New for app developers: the App Store will support updated business models including subscriptions to access software over time and the ability to add on expansion packs to applications such as new game levels.
iPhone/iPod Touch sales: iPhones and iPod Touch’s combined have sold 30 million units, 17 million of those iPhones. By the end of 2008, Apple says it had sold 13.7 million iPhones.
iPhone 3.0 OS features
There are numerous significant changes in the 3.0 platform including access to over 1000 new Application Programming Interfaces (APIs) enabling developers to access more of the iPhone’s features.
Among the changes:
Mapping: the mapping engine Apple uses for its own Maps application will be made into a general purpose API that developers can use to add iPhone-like mapping features into their applications.

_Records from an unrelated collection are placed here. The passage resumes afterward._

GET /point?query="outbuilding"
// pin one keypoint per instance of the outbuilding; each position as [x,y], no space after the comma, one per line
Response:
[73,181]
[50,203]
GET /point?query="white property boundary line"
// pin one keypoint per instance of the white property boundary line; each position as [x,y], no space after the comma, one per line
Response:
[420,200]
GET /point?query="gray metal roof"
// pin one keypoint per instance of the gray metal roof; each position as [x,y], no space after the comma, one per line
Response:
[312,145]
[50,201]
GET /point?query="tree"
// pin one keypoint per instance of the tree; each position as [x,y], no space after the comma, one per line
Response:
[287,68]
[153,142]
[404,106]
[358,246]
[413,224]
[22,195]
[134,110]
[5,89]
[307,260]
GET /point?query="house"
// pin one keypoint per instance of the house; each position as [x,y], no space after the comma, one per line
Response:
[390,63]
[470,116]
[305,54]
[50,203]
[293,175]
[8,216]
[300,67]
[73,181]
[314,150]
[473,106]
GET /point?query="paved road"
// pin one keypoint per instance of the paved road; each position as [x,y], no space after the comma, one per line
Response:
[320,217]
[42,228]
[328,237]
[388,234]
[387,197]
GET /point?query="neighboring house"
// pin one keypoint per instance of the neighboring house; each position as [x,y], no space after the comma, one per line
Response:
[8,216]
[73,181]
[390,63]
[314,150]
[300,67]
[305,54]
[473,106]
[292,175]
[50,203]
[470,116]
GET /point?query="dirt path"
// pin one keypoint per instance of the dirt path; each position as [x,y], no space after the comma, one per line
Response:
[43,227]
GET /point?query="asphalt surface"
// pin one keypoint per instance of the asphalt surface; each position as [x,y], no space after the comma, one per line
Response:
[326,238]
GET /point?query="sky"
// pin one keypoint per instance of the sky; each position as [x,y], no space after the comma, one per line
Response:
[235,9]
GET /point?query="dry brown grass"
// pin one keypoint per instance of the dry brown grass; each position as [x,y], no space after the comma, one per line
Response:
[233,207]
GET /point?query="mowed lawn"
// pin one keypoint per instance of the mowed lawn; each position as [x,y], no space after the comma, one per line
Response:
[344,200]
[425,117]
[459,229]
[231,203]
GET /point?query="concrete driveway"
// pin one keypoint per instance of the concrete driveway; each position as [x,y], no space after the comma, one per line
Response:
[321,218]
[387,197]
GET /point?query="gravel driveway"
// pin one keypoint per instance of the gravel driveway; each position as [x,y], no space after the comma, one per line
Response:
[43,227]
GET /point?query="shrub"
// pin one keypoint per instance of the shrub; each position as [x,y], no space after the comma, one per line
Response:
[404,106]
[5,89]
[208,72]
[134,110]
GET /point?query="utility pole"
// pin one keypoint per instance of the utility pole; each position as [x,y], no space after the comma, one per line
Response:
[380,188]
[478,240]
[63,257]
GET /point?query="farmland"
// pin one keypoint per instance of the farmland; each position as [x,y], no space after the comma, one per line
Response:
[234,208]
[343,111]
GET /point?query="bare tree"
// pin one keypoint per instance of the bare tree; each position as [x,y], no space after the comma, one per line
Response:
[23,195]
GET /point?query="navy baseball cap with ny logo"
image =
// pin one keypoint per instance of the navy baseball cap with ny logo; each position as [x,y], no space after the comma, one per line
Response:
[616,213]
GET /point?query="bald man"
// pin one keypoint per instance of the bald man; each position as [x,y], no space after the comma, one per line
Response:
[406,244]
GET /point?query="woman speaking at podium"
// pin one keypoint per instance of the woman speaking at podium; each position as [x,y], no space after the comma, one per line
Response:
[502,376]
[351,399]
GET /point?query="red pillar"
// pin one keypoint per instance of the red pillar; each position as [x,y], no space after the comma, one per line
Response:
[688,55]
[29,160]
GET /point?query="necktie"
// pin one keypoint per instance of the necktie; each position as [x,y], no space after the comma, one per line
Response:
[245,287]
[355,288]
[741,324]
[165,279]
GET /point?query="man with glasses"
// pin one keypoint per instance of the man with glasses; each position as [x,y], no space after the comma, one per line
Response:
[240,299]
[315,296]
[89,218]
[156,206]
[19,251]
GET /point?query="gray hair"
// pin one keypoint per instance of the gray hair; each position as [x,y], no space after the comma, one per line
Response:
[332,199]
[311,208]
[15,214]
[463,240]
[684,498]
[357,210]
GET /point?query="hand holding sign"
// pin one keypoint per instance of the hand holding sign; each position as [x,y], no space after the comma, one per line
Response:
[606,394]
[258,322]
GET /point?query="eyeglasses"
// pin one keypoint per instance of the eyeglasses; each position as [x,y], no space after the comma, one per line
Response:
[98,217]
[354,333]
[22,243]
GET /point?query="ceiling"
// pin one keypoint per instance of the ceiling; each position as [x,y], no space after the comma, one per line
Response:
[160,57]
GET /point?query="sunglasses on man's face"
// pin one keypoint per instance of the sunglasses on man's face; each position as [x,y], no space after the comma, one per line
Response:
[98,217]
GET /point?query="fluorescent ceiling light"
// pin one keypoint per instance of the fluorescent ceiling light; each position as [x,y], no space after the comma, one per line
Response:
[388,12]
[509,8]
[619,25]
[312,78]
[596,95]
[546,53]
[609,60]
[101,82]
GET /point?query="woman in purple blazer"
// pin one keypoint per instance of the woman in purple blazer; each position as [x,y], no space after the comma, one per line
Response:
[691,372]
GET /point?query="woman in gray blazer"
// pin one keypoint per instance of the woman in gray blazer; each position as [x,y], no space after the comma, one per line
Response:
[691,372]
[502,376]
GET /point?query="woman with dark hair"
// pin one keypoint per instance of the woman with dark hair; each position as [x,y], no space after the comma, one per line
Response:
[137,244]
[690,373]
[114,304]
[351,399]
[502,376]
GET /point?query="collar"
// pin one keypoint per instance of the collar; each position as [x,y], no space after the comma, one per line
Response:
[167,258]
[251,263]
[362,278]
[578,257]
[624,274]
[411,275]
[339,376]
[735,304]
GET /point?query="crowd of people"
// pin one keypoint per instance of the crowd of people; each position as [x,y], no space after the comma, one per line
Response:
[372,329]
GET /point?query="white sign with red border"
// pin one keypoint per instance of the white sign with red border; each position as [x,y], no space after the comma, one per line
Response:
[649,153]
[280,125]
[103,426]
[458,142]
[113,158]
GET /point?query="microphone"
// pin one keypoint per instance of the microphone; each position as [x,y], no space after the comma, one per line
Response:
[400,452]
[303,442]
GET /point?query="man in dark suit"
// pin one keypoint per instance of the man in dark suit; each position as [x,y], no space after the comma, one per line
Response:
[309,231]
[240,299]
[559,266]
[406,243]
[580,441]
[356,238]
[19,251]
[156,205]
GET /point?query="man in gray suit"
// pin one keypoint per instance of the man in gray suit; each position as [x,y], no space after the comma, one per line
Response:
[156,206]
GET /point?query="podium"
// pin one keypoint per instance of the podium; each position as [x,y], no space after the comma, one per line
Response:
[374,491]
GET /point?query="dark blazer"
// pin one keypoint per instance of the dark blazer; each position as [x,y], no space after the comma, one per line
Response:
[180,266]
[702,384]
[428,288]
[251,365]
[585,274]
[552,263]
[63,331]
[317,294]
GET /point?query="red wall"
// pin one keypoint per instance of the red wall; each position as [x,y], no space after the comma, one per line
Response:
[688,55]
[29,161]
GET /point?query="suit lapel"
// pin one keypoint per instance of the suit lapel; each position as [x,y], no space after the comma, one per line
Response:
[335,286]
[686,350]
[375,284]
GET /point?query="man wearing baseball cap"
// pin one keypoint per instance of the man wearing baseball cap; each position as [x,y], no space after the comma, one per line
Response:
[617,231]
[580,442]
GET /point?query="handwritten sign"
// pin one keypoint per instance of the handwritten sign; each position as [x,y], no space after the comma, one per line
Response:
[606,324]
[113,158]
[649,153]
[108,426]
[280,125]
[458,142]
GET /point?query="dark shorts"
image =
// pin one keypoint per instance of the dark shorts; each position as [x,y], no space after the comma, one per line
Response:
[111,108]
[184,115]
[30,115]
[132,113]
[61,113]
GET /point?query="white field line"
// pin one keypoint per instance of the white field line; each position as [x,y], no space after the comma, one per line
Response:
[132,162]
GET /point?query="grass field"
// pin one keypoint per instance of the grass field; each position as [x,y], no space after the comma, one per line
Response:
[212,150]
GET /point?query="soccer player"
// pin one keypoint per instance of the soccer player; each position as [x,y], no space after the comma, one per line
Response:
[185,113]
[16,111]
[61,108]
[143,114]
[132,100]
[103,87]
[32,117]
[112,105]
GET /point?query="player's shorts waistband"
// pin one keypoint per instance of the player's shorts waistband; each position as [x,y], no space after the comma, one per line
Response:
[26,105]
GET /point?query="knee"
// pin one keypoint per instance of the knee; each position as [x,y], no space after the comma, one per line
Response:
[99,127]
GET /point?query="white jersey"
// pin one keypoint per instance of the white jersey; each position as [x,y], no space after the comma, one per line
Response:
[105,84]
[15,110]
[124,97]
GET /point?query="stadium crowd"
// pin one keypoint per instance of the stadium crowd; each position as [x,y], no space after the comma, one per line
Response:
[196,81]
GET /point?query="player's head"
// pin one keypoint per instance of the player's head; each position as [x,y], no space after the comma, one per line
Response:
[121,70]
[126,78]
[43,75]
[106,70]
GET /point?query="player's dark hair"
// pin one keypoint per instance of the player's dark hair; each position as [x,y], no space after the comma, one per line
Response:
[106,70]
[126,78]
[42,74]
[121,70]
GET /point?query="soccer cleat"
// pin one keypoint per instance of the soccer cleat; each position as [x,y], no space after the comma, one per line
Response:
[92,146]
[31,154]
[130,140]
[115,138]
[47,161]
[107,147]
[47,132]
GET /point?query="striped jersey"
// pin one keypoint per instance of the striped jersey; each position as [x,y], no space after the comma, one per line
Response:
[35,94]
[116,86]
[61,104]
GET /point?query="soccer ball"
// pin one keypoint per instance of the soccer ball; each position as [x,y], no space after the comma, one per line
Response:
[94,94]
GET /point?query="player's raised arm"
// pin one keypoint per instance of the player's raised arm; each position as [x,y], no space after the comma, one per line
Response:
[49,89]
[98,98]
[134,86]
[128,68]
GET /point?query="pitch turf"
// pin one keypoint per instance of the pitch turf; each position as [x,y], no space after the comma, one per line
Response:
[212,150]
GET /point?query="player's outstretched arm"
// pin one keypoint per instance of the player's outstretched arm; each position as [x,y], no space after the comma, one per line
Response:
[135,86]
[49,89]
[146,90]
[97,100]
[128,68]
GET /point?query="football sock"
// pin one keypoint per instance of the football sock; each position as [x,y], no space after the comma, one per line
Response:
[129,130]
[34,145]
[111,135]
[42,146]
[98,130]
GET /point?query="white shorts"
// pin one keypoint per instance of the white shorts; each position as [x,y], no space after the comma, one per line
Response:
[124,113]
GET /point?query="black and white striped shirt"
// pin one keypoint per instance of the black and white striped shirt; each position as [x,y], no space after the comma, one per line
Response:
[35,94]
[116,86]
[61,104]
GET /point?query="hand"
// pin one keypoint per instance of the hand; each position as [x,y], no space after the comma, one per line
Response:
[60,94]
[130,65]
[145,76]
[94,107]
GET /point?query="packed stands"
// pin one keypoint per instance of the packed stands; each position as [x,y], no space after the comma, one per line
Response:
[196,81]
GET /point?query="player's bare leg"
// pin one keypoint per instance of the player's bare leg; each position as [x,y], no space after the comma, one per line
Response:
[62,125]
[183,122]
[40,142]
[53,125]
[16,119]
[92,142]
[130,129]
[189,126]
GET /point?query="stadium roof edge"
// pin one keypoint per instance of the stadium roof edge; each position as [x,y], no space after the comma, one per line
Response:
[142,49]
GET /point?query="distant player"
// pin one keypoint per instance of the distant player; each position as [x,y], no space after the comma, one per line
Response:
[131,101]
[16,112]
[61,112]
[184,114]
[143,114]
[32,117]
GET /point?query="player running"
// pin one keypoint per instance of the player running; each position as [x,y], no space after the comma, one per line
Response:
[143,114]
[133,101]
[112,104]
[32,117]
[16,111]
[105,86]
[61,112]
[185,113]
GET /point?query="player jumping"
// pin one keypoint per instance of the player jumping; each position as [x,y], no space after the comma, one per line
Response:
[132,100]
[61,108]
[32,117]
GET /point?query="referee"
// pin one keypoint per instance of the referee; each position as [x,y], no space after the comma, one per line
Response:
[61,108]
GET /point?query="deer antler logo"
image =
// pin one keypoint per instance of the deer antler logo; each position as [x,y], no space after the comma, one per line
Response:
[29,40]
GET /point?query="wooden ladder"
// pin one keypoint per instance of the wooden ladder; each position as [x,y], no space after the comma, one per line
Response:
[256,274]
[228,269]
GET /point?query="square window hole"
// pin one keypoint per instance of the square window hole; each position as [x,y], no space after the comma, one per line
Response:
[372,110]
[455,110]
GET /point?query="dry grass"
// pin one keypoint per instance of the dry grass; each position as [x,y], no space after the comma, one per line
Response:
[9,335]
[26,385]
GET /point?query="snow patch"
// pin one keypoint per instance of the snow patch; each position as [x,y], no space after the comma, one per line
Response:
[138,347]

Some of the same iPhone features for map apps could include multitouch navigation control, street and satellite displays and GPS plotting. And, most importantly, the Core Location API has been updated to finally allow turn-by-turn GPS directions. The only catch is that Apple hasn’t licensed Google’s maps for GPS mapping meaning developers will need to sell maps separately.
Push Notifications: this is one of those must-have features for certain types of application that are useless without background support. Think any to do with friend-finding or text messaging. Without push notification, the application has to be constantly open to work making it impractical. Apple had planned to roll out its Push Notification Server in September 2008, but after realized certain applications would deliver millions of push alerts every month, the company had to redesign the whole notification system to support huge traffic levels. The company says it will customize the Push Notification Server for all 80 countries where the iPhone is currently sold so it’s optimized for different networks.
Bonjour Discovery: Bonjour discovery will allow iPhone users to find nearby devices using Bluetooth rather than Wi-Fi. As a practical application of Bonjour Discovery, think of a massively multiplayer real world game such as Underworld.
Peripheral support: I get the impression from most of the information available from liveblogs that peripheral support won’t be ready until the next major update. At that time, expect developers to gain access to hardware peripherals using the Dock Connector.
Cut and paste: this is a feature that most iPhone users have been calling for since day one. Users can select text by double-tapping a word, resulting in a popup showing copy, cut and paste options. Cut and paste works across applications and has undo support in case you make a mistake. Furthermore, it works with photos.
Multimedia messaging: the current SMS app will be integrated into the MMS app and will include support for individual message deletion, picture attachments, and texting with vCards, audio clips and geographic location. Voice Memos is a new application that supports recorded audio clips as suitable attachments for multimedia messages as well.
CalDAV calendar: the Calendar app will support the CalDEV specification used by Apple’s iCal Server and the open source Darwin Calendar Server. The updated Calendar app will also adds calendar events based on an iCalendar RSS feed, and support Note synchronization.
Spotlight search: used to search for content on the iPhone including applications and mail messages.
Other APIs and stuff: I don’t think we’ll know exactly what new APIs are available until developers start digging through the new SDK, but they’re obviously pretty numerous. Some examples:
» a new API for streaming audio/video
» an API for in-game voice audio
» iPod library access
» proximity sensor control
» a battery API
» data detector support
» A2DP stereo Bluetooth support
In a nutshell, that’s what iPhone 3.0 will offer. Pretty well everything we’ve been asking for including turn-by-turn GPS directions. The 3.0 platform won’t be released until the summer, free to iPhone users and $9.95 for iPod Touch users, but a Developer Beta is available today. That likely means we’ll find out some more good stuff over the coming days.